Mike blinked his eyes to bring the General's face into focus. "No. Not civilized. Never will be. Too great. He's right."
"Speak up, Mike, I can't hear you."
"Sip some soda, Mike. Your voice is a little gone."
He sipped, he sighed, he began to hiccup. "I oop said he's oop too great."
"It's like looking in oop to a steel furnace. It's like being a tiny oop farm oop boy again, when the trans oop con oop tinental train oop goes by. It's like being trampled oop trampled oop under a herd of wild oop oop elephants. After an inning the ball doesn't even look like an oop anymore. Sometimes it seems to be coming in end oop over end oop.
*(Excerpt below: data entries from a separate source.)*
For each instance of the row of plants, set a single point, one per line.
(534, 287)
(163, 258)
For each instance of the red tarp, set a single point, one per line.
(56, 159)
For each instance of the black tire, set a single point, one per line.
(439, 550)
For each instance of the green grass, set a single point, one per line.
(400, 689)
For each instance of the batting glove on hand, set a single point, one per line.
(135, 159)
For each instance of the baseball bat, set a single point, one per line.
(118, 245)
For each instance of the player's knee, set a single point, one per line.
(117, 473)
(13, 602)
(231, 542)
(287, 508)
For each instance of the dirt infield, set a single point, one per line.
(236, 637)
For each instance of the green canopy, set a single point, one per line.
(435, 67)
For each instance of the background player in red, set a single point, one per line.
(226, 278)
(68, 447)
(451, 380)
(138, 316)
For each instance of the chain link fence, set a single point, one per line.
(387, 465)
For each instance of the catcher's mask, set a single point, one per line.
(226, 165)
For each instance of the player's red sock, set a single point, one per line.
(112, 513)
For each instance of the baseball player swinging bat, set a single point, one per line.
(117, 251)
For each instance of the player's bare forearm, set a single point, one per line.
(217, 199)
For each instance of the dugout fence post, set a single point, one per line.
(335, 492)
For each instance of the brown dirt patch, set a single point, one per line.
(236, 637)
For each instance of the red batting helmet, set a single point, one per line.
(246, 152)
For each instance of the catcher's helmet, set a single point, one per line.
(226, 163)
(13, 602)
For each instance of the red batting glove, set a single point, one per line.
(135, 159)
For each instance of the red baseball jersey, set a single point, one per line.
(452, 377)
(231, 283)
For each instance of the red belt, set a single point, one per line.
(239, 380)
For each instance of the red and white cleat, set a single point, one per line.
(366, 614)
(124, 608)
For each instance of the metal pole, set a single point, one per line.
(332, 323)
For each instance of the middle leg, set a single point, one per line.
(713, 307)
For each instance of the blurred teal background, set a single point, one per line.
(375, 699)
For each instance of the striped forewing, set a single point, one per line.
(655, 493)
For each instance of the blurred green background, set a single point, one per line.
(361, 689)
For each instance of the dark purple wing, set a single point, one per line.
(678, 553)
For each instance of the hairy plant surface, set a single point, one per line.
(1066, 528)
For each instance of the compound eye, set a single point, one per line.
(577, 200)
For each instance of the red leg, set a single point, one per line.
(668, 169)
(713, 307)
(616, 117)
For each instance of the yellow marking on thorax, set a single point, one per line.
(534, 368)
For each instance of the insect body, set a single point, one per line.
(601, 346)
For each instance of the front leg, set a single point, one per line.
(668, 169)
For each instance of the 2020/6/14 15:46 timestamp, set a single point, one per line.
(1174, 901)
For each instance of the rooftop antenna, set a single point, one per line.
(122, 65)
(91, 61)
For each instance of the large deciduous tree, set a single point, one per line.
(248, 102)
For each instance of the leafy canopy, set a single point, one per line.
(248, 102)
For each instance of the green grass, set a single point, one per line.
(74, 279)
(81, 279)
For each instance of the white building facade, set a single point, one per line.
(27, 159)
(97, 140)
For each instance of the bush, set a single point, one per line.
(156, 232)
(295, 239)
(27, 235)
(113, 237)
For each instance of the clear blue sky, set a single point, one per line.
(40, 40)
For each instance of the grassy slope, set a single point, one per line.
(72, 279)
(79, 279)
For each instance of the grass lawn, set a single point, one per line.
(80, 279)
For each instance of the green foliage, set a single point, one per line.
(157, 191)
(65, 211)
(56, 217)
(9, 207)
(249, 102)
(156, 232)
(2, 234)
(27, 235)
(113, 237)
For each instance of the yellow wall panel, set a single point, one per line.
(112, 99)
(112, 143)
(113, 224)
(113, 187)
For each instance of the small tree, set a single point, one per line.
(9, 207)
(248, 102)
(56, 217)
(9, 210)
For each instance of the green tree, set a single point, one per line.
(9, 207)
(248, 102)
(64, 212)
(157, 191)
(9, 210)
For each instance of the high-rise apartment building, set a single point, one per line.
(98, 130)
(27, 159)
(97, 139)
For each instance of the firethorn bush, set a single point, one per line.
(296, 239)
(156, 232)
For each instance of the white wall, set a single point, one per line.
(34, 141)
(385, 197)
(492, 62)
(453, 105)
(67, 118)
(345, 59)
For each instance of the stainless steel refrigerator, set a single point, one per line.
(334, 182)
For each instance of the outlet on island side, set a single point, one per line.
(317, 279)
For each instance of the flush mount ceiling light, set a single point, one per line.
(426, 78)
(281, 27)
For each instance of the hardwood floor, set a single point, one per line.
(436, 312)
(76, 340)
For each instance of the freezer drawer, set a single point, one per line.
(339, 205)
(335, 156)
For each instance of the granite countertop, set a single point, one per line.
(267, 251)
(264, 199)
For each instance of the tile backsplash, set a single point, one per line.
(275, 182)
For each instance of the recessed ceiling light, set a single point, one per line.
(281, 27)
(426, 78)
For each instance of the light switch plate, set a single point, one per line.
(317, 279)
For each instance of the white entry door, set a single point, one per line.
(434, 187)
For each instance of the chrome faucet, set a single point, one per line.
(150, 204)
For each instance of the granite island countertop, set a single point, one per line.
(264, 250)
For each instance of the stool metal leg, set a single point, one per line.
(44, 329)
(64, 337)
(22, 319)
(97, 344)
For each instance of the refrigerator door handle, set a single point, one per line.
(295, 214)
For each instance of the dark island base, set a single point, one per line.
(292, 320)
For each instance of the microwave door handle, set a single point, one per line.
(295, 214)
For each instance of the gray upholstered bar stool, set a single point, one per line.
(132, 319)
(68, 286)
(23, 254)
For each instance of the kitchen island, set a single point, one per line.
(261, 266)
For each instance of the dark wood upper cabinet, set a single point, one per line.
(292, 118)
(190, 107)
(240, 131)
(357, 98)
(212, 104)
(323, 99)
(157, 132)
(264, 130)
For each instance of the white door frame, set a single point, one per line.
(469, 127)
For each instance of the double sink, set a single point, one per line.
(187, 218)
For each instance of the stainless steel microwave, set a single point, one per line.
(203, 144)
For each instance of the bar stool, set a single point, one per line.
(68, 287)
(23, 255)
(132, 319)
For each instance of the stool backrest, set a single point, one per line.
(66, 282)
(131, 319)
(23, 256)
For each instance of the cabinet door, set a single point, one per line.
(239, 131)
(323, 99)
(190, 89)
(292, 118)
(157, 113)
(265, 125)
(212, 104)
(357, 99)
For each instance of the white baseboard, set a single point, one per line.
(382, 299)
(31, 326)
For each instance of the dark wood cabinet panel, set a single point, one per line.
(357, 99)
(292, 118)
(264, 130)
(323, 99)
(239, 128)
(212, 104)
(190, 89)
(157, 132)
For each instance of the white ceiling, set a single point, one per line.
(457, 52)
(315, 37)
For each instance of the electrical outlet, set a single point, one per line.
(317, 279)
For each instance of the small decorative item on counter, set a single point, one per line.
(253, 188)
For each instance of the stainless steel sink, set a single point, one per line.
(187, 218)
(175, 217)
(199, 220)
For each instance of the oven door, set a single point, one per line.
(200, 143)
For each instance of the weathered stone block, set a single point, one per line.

And thin as an ice oop pick. Or it comes in bent and ee oop long oop ated like a boomerang oop. Or it flattens out like an aspirin oop tab oop let. Even his oop change-up oop hisses. He throws with every muscle in his body, and yet at oop the end of 19 oop 19 oop innings like today, he is fresh oop as oop a daisy. General, if he gets any faster, I oop don't know if even the best eyes in the business will be able to determine the close oop ones. And close oop ones are all he throws oop."
"You sound tired, Mike."
"I'll oop survive," he said, closing his eyes and swaying.